Speaker, stunned somewhat, drawled, “Thank you.”
Herzog stuck out his hand. “No hard feelings?”
Speaker stuck out his. “None.”
The Boston crowd, acknowledging both an overt act of sportsmanship and a covert act of concession, cheered wildly. Someone might have said that it was all over but the shouting, but that wouldn’t have been right. The shouting had already begun.
The pressmen stared at the headline.
SOX PUSH GIANTS TO THE BRINK
“Depressing, isn’t it?” one of them asked.
“Awful,” another replied. “Now all we’ll have to sell newspapers is that damned crooked cop. Baseball is better.”
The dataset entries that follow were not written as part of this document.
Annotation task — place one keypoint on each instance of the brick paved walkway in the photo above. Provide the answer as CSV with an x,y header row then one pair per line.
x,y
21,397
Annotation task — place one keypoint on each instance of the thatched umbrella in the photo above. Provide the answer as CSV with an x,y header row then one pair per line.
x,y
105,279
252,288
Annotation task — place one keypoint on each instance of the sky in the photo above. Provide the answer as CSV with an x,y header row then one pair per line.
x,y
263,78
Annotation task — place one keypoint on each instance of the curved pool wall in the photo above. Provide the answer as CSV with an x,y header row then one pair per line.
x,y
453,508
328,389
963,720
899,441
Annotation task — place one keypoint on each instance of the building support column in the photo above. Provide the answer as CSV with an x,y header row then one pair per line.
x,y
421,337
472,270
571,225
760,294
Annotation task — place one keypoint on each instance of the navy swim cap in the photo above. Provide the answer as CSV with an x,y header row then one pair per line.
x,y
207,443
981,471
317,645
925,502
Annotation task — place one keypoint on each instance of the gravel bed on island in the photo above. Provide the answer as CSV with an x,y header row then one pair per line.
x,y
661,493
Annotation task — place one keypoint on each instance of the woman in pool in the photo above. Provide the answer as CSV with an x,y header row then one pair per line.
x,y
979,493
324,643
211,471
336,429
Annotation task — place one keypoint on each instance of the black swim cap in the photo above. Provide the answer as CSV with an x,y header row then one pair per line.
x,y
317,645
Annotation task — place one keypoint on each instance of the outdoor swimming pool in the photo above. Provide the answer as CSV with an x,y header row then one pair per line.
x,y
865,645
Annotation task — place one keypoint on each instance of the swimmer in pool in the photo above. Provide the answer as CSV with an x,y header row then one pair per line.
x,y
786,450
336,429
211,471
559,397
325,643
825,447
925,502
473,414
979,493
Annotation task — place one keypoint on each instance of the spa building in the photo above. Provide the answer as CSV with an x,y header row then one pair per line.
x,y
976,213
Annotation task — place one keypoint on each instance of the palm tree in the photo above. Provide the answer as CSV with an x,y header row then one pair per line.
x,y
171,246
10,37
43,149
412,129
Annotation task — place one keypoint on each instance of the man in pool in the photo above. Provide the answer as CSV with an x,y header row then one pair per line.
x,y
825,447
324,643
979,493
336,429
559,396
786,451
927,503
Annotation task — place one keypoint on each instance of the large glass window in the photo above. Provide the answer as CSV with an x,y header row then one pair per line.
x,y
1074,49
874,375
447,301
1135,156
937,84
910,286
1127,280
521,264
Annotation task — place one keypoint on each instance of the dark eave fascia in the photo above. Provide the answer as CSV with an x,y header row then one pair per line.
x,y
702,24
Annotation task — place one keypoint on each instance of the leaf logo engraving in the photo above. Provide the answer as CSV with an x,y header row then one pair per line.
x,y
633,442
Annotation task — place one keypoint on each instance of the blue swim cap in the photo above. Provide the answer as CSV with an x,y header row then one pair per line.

Up and down Park Row, the heartbeat of New York’s newspaper community, the same conversations were taking place, between pressmen, between city editors and reporters, between publishers and managing editors. Two things moved papers better than anything in the city: baseball and blood. Blood, it seemed, never went away. But from mid-October to early March, every year, baseball did. It was always a sad time.
The Becker Trial would get the bigger headlines the next morning, in the World and in the American, in the Herald and the Tribune and the Times and everywhere else, and it wasn’t just because thinking about the Giants made everyone a little more depressed. In what was one of the most electrifying moments anyone could ever remember in the history of New York jurisprudence, a self-confessed “collection man” named Bald Jack Rose—so named because he didn’t have a single follicle of hair on his entire body, eyebrows and eyelashes included—all but tied Charles Becker into the electric chair himself with the kind of testimony normally reserved for the final five pages of a pulpy novel.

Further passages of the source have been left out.